Увы, парус оказался самой беспринципной и наглой простыней. Внезапно надувшись другим боком, парус повернул лодку против течения, и набежавшая новая туча могла сверху убедиться в том, что дно нашей лодки только недавно было аккуратно перекрашено. Мы плыли рядом с ней. Не знаю, как отнеслась лодка к этому соседству, но мне оно решительно не нравилось.

На берегу роль докладчика перешла ко мне. Аудитория в мокрых кальсонах и с безысходной грустью в глазах возражала плохо и мутно, тоскуя о папиросе.

– Разбрасывать по незнакомым рекам пиджаки и брюки чрезвычайно глупо, – уныло сказал я. – Теперь они, наверное, плывут по течению, даже забыв об именах своих недавних владельцев…

– А у меня в брюках был кошелек…

– Если бы там был даже не кошелек, а живая собака, положения это не меняло бы нисколько… Теперь нам придется в голом виде возвращаться в город. Я к этому не привык: для моего возраста это очень игриво.

– Ну что же я могу сделать? – виновато спросил он.

– Что хочешь, черт бы тебя взял… Можешь взять меня на руки и нести до квартиры, уверяя, что я ребенок, ненормально выросший благодаря неурядицам в семье… Сбегай за извозчиком…

– Извозчики по рекам не ездят.

– Это ты прав. Особенно с простынями вместо паруса, которыми еще к тому же не умеют управлять…

Короче: поздно вечером нас привезли на грузовике, сердобольно захватившем нас домой. Ехали мы на дровах и без особого комфорта.
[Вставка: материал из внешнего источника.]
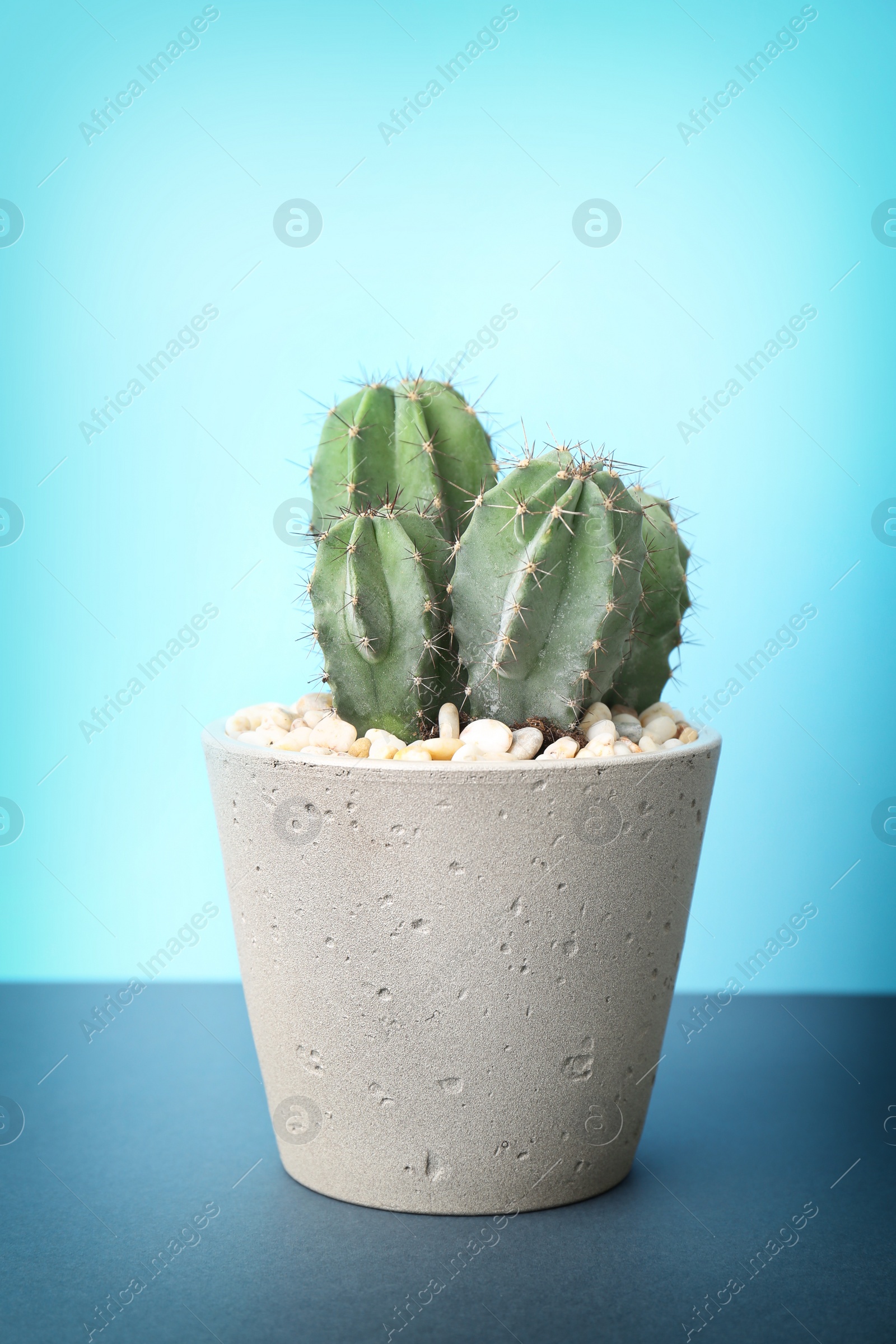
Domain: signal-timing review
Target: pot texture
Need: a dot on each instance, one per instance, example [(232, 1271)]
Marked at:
[(459, 978)]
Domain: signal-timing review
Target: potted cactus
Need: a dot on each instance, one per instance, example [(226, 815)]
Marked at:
[(460, 895)]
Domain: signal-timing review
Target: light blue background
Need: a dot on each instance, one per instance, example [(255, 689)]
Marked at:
[(465, 212)]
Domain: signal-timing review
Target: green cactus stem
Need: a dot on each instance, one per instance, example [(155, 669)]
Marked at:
[(656, 629), (546, 585), (419, 440), (381, 619)]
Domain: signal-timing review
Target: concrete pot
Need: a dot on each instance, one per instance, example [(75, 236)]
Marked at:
[(459, 978)]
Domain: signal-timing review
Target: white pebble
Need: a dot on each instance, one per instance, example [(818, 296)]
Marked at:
[(527, 744), (593, 714), (315, 701), (661, 729), (597, 749), (314, 753), (334, 733), (270, 737), (248, 720), (604, 730), (469, 752), (276, 717), (563, 749), (297, 738), (449, 722), (489, 736), (314, 717)]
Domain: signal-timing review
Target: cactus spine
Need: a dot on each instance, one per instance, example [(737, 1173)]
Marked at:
[(421, 440), (546, 585), (656, 629), (381, 619)]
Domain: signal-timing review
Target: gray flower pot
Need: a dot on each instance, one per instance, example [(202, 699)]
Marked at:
[(459, 978)]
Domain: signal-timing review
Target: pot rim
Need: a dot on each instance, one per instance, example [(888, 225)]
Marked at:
[(708, 740)]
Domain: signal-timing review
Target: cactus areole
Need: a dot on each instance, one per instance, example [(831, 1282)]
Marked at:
[(530, 599)]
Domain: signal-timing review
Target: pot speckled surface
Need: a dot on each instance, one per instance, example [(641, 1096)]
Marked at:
[(459, 978)]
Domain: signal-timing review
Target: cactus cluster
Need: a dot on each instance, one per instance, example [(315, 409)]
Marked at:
[(526, 599)]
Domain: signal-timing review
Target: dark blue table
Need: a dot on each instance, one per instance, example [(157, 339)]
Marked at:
[(777, 1108)]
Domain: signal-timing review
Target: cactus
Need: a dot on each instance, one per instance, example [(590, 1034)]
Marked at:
[(656, 629), (546, 586), (421, 438), (381, 619)]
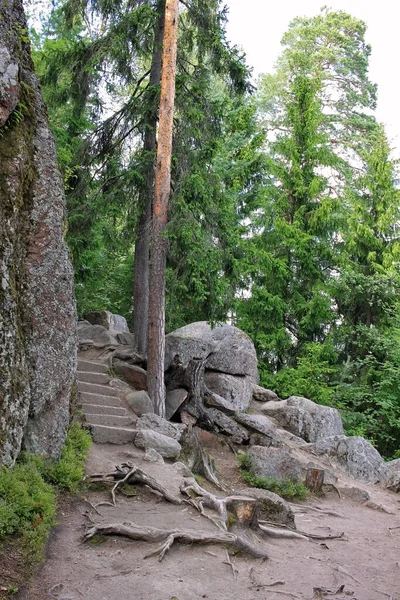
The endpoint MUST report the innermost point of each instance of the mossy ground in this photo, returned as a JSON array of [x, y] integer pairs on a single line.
[[287, 488], [29, 496]]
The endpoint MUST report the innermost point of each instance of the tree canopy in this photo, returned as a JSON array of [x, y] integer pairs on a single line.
[[284, 203]]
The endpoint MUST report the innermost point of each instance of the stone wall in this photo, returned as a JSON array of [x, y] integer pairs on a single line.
[[37, 307]]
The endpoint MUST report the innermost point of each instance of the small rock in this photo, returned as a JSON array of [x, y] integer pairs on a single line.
[[305, 418], [166, 446], [274, 463], [263, 394], [258, 423], [129, 355], [173, 401], [153, 456], [160, 425], [182, 469], [360, 459], [126, 339], [235, 390], [108, 320], [272, 507], [258, 439], [140, 402], [393, 481], [187, 418], [96, 335], [228, 425], [132, 374]]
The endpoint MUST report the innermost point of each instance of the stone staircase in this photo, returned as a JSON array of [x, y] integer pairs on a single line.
[[109, 420]]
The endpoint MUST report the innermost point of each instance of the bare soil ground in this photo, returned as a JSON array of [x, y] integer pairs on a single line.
[[364, 565]]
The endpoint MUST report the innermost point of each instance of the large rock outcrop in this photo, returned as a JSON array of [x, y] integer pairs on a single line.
[[225, 348], [304, 418], [358, 456], [37, 308]]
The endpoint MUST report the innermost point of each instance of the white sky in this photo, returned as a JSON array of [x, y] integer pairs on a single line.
[[258, 25]]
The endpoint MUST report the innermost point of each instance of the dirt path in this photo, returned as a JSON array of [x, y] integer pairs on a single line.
[[366, 562]]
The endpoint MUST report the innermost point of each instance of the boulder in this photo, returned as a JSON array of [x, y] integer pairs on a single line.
[[164, 445], [359, 458], [174, 399], [271, 507], [96, 335], [393, 470], [263, 394], [186, 343], [258, 423], [132, 374], [258, 439], [129, 355], [226, 348], [153, 456], [234, 353], [304, 418], [126, 339], [140, 402], [108, 320], [273, 463], [160, 425], [228, 425], [235, 390]]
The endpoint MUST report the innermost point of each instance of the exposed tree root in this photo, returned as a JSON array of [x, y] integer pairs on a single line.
[[131, 474], [239, 509], [169, 536], [197, 460], [307, 507], [273, 529]]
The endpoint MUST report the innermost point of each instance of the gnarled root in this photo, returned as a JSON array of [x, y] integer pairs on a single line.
[[169, 536], [131, 474]]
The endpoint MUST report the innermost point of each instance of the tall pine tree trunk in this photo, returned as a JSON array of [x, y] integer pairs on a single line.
[[156, 332], [142, 244]]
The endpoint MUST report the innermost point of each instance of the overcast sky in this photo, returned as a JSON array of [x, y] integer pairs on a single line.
[[258, 25]]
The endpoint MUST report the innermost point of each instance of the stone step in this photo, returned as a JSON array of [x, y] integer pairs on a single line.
[[111, 420], [101, 409], [103, 434], [90, 377], [99, 399], [94, 388], [93, 367]]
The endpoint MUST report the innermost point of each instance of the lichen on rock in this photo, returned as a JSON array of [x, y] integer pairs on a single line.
[[37, 307]]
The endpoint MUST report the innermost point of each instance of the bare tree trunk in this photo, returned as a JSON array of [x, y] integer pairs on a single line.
[[156, 331], [142, 244]]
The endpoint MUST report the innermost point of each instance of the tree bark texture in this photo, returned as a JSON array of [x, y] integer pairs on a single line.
[[156, 331], [37, 307], [142, 244]]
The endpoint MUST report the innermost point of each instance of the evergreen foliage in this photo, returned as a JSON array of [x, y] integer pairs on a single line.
[[284, 206]]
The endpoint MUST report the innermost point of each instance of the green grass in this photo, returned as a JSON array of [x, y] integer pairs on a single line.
[[28, 493], [287, 488]]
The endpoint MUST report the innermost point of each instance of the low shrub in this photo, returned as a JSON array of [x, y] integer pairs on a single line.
[[28, 492]]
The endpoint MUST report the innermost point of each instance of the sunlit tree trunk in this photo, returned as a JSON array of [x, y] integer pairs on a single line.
[[156, 331], [142, 244]]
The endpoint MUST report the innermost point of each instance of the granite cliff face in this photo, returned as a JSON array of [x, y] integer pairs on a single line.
[[37, 307]]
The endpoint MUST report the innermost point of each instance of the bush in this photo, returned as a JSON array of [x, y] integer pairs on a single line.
[[27, 494], [68, 472], [27, 504]]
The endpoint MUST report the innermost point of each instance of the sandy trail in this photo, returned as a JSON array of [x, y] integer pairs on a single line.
[[366, 562]]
С приятелем моим мы теперь видимся с перерывами не менее чем в полугодие. Я знаю только одно, что он теперь не только не катается с парусом, но, когда при нем начинают застилать постель и он видит простыню, ему делается нехорошо и легкая краска покрывает его смуглые небритые щеки.

Что же касается меня, то на предложение покататься с парусом я отвечаю веселым и корректным поклоном и быстро выхожу из комнаты.

1934

Как я писал для эстрады

Обычно, когда какого-нибудь автора просят написать что-нибудь для эстрады, его извиняющимся голосом предупреждают:

– Только уж как-нибудь без этого… без литературщины… Без этих, знаете, тонкостей… Сами понимаете: эстрада…

Последняя фраза обыкновенно произносится с тем скорбным выражением, с каким шофер перевернувшегося такси, вылезая из-под машины, объясняет подбежавшим пешеходам:

– Сами понимаете: мостовая.

Поэтому у меня к эстрадным заказам всегда немного тревожное отношение. Несколько раз я пытался самостоятельно засесть за эстрадный репертуар и хорошо помню, какое гнетущее впечатление это производило на окружающих. Даже скромная и почтительная домашняя работница глухо ворчала перед невидимым для меня собеседником:

– Тише, черт… Не бубни… Хозяин острить сел. С жиру бесится… Лучше уж запил бы – всем спокойнее было бы…

Но однажды все же я засел писать по специальному заказу. Нужно было одному приятелю-эстраднику дать две веселых сценки для чтения. Я написал ему легкий разговор на свежие литературные новости и игривый диалог на иностранные темы. По-моему, я написал очень хорошо. К сожалению, это было чисто личное впечатление. Утром оно в значительной степени изгладилось, когда я принес приятелю обе вещицы.

– Послушай, – грустно сказал он, прочтя их и окинув меня сожалеюще-безнадежным взглядом, – это же «Война и мир».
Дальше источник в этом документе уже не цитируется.